The user scenarios are pretty compelling: be able to know where your friends are, meet new people in your immediate area, get search information based on where you’re located, Geo-Tag your content so you can map where it was taken and many others being dreamed up.
In fact the future of mobile LBS was so pervasive that Google used it as a main components in their Android platform. It should come as no surprise then that when the top 50 entries to Googles Android Developer Challenge were revealed a large portion had used location in some way.
The pattern was also evident when a group of students at MIT handed in their projects which were created using Google’s Open mobile platform. Their professor had asked them to come up with the kind of Mobile Service they would like to use in the future and to then try and build it for Android devices. Again LBS was the most common type of service with the students using location information to determine various phone settings like ring-type or call barring and to deliver reminders (e.g. reminds you to buy milk if it detects that you’re near a store) as well as other useful features.
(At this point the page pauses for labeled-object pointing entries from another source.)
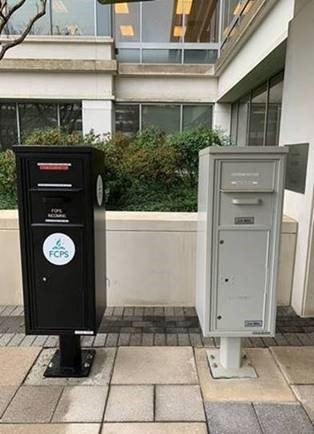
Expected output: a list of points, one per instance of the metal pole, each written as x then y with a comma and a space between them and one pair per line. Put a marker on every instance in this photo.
230, 353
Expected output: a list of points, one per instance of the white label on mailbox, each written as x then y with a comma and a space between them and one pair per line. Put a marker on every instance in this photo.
99, 190
59, 249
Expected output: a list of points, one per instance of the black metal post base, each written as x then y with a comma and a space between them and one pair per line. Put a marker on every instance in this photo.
70, 360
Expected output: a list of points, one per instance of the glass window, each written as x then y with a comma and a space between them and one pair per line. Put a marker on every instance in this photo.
127, 118
8, 125
274, 111
70, 116
201, 23
37, 115
103, 14
161, 22
21, 18
164, 117
234, 122
197, 115
162, 56
127, 22
200, 56
243, 114
258, 116
73, 17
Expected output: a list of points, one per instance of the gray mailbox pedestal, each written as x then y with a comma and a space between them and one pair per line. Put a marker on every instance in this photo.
239, 219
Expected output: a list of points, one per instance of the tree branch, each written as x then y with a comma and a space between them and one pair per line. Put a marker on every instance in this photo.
5, 46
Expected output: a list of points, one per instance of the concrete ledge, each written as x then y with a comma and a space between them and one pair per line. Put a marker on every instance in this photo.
151, 258
58, 65
131, 69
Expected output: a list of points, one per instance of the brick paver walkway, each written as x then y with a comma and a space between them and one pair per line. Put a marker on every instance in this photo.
151, 376
150, 326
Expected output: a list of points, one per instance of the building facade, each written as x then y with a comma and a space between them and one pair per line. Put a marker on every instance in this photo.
244, 66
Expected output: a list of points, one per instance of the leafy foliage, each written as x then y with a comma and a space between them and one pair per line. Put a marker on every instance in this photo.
150, 171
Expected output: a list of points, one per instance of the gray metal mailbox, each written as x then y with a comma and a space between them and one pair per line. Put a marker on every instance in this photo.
239, 220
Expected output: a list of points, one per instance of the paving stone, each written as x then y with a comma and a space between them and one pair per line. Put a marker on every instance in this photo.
148, 311
40, 341
112, 339
99, 376
184, 339
269, 342
6, 394
292, 339
18, 311
171, 339
130, 404
257, 342
231, 418
269, 386
178, 311
208, 342
296, 363
154, 428
100, 340
305, 339
16, 340
109, 311
154, 365
32, 404
52, 428
136, 339
160, 339
280, 339
196, 340
81, 404
305, 395
179, 403
128, 311
87, 341
124, 339
169, 311
283, 419
139, 311
5, 339
118, 311
8, 310
148, 339
15, 362
27, 341
52, 342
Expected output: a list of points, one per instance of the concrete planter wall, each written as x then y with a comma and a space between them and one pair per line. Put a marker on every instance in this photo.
150, 261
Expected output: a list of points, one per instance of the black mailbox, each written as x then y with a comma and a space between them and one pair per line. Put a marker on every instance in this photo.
63, 248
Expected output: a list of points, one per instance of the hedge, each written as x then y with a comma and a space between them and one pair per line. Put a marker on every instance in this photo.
149, 171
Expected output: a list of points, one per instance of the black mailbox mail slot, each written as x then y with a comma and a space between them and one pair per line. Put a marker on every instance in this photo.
61, 208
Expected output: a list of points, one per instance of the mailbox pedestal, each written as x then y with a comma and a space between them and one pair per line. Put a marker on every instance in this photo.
62, 235
239, 220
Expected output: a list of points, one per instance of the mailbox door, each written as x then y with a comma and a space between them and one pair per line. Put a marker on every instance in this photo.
242, 279
58, 286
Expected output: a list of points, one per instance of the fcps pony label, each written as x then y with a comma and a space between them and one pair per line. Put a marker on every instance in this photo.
59, 249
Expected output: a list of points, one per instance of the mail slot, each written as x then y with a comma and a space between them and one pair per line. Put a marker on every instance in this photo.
62, 233
239, 220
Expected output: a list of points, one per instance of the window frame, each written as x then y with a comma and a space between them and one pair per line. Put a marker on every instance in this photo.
160, 103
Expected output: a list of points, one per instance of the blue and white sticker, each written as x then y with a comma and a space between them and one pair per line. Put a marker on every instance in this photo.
59, 249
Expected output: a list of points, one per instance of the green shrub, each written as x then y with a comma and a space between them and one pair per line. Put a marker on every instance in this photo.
7, 180
149, 171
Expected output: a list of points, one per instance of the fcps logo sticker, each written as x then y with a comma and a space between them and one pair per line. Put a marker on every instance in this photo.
59, 249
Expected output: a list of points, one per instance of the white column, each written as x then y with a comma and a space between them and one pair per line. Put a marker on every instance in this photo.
222, 117
297, 126
97, 116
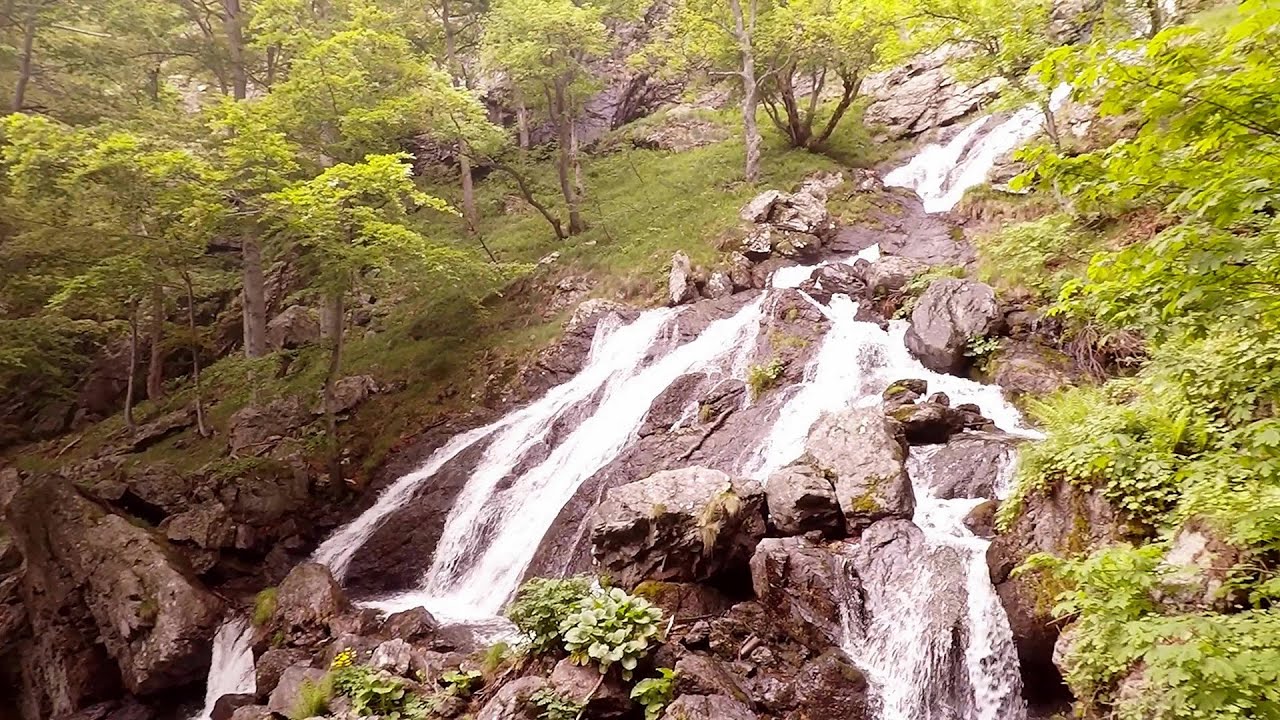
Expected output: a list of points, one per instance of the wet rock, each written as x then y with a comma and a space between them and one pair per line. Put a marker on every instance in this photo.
680, 286
90, 570
805, 587
689, 524
1024, 367
803, 500
828, 687
864, 454
273, 664
707, 707
296, 327
511, 701
1063, 522
254, 429
286, 695
760, 206
946, 318
581, 684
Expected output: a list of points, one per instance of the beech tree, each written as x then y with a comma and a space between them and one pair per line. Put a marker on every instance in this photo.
544, 49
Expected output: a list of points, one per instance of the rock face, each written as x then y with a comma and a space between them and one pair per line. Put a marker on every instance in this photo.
689, 524
864, 454
95, 577
947, 315
1063, 522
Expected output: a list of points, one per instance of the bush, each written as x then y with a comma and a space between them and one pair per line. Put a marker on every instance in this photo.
540, 609
612, 628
And the pattern isn’t unique to Android. When Apple announced the iPhone SDK they also announced that VC firm Kleiner Perkins were setting up a $100 Million iFund to invest in companies building applications for the iPhone. At the end of May the first two companies that had been chosen were announced and Whrrl, an LBS application, was one of them.
Apple themselves had acknowledged the importance of LBS when they added location tracking software in an firmware update for the original iPhone which identified the users location using cell towers and WiFi hotspots. This trend continued when they added Assisted-GPS to the iPhone 3G which was announced last week and will be available in July. The mapping application will take advantage of the AGPS and iPhone developers can too, so we should be seeing just as many iPhone LBS applications as on Android.
And then there’s Nokia who’ve probably put more GPS enabled handsets in the hands of customers than any other manufacturer. GPS support has become a staple in their N-Series Symbian devices and from this week the same is also true of their E-Series enterprise handsets. Nokia have driven users to take advantage of that hardware by releasing a couple of free LBS applications for S60 users, both of which have been hugely successful.
Nokia Maps, which was originally a free add-on and now comes pre-installed every Nokia S60 handset, and Nokia Sports Tracker have been downloaded by millions of users whose feedback has been used to improve the products over the last few months. In fact Nokia Sports tracker, originally used to track your performance while exercising, proved so successful and was used in so many diverse ways that users dubbed it Life-Tracker.
So in 2008 the hardware is starting to become common place with every major handset manufacturer shipping GPS enabled devices. We’re also seeing the handset manufacturers and OS producers starting to make LBS software available. The foundations are being set and by the looks of things the developers have taken notice. Will 2009 be dubbed “The Year of LBS”? I certainly hope so and I can’t wait to see what the industry comes up with.